As I go through these examples, everyone needs to remembers that holding the majority in the Senate is not a ticket for either party to force its agenda on the other party. Senate rules encourage
cooperation by giving the minority many opportunities to check the majority, and this becomes more evident when majorities are very slim, as they have been for the past several congresses. I say this to point out that the “Holocaust Restitution Act” became permanent because Republicans and Democrats worked together to make it permanent, and it would not have been sent to the President if one side had wanted to block it.
A second example occurred last summer regarding the pension reform bill. The “Pension Protection Act of 2006,” a bill that passed the Senate with 93 yea votes, made permanent the retirement security provisions of the 2001 tax relief bill. Even if every Republican had supported the bill, a united Democratic Caucus could have held back the five additional votes needed for final passage if it so chose. Clearly, Democrats have a record of working with Republicans to make tax relief provisions permanent when they choose to.
Returning to the present day, the House and Senate have passed budget resolutions that currently would subject Americans to the largest tax increase in history, and the Democrats have responded by basically declaring that it isn’t their responsibility.
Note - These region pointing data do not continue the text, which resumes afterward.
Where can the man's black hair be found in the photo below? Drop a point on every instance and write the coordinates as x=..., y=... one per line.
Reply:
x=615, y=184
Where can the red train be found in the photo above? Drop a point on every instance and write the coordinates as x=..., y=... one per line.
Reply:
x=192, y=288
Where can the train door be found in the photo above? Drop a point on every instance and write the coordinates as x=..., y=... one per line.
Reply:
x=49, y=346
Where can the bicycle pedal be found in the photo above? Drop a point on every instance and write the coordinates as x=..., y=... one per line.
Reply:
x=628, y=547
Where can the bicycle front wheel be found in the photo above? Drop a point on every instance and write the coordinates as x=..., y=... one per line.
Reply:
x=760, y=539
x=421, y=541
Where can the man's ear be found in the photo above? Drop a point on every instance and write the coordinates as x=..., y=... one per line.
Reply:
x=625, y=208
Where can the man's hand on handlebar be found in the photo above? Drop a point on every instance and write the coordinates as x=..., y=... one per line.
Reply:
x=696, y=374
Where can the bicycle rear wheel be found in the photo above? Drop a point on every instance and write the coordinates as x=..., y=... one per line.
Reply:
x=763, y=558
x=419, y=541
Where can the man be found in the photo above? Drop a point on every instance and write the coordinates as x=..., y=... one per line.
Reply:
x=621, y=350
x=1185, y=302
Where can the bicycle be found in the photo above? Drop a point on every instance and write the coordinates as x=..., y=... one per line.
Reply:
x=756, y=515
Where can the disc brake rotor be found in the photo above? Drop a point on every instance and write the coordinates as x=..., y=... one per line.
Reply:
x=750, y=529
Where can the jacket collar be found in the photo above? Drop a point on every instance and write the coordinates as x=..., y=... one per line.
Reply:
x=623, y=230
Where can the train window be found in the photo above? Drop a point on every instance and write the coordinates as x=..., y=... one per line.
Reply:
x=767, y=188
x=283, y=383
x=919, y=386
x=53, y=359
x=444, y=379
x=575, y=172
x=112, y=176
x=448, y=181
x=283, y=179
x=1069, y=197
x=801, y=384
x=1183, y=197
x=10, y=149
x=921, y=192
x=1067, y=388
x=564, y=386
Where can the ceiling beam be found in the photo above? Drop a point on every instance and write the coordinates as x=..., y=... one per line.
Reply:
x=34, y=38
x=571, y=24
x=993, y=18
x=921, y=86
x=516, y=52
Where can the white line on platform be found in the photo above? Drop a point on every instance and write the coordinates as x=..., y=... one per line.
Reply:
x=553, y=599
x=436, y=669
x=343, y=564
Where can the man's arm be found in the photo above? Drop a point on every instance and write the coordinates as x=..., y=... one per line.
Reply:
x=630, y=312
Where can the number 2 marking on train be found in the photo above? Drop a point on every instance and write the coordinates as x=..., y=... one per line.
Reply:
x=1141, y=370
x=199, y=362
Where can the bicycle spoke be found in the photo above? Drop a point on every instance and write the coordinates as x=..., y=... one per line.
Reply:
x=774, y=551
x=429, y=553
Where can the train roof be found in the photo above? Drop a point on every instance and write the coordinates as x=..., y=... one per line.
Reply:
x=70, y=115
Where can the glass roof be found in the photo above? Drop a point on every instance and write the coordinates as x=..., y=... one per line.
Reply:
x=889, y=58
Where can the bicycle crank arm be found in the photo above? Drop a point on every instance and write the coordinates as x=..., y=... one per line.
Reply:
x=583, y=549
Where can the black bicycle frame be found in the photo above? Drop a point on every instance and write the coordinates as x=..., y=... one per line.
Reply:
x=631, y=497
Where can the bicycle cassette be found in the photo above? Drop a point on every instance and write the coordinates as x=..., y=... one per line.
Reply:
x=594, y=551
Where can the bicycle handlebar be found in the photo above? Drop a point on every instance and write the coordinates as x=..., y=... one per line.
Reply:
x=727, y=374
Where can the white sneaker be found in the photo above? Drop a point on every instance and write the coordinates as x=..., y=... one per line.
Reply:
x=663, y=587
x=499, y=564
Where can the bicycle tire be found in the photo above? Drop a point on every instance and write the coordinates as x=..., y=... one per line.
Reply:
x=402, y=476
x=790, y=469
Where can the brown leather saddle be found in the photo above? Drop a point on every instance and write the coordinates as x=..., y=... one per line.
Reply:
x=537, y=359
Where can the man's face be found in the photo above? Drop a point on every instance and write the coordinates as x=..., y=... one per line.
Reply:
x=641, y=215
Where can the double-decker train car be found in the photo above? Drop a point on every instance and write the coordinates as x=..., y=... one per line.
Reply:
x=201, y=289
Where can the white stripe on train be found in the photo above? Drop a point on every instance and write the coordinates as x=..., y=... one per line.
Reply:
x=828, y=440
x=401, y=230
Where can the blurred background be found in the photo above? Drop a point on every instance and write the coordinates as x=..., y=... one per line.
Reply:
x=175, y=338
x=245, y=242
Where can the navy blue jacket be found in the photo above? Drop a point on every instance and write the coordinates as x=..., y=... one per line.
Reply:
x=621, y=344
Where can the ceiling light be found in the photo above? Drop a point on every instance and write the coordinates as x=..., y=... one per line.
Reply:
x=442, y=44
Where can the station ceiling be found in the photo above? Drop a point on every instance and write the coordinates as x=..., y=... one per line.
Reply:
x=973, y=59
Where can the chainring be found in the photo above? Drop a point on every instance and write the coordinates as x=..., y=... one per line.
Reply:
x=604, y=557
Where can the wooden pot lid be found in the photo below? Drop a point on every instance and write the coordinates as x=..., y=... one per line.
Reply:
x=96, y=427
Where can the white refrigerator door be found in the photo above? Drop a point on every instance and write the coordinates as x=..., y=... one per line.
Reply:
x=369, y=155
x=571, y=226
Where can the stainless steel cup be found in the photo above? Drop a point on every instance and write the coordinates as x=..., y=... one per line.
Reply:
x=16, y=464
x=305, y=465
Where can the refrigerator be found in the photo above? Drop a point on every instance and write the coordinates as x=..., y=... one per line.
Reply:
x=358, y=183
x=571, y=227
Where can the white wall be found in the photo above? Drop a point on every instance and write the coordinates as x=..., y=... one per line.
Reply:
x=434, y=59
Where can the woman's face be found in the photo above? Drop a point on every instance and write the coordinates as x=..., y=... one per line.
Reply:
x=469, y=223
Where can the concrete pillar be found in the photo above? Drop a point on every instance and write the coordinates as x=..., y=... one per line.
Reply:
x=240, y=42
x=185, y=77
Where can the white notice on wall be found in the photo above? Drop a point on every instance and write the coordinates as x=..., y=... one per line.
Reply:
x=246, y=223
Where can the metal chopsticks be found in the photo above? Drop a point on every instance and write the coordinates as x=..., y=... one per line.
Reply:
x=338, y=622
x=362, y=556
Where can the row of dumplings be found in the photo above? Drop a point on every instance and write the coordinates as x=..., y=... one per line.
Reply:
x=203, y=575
The Democratic leadership and the liberal core have the power to make these provisions permanent. I think they should, but I realize they may not agree with me. However, if they do let tax relief expire they need to take responsibility for their decision. Several times since November I have heard that elections have consequences, and one of those consequences for the winner is increased responsibility.
Senate Democrats have made tax relief provisions permanent in the past and they can do it again. One of the bloggers I cited earlier pointed out the economic calamity that would befall our country if all tax relief was allowed to expire at the end of 2010. On this specific point he is correct, and I gave a speech to this effect right here on March 1 where I cited a study done by Goldman Sachs.
If something is not done to extend or make permanent tax relief before the end of 2010, American families will be hit with a wall of tax increases that is currently built into the Democratic budget resolutions. As this chart shows, according to the U.S. Treasury, a family of 4 with $40,000 in income will be subjected to an average tax increase of $2,052 all at once. The Democrats now in the driver’s seat need to decide whether they are going to let that wall go up, or if they are going to cooperate with Republicans and President Bush to prevent that tax increase.
I’ll conclude with a reference to a story about a man that cared a great deal about the typical taxpayer, President Ronald Reagan. During the Cold War, while in West Berlin, President Reagan challenged Soviet President Gorbachev to tear down the Berlin Wall. I challenge the Democratic Leadership to tear down the wall of tax increase they’ve built into their budget. My liberal friends in the core of the Democratic Caucus urge your Democratic Leaders to tear down the wall of tax increase you’ve built. You have the power. Join with us in the Republican Conference and tear down the wall of tax increase you’ve built.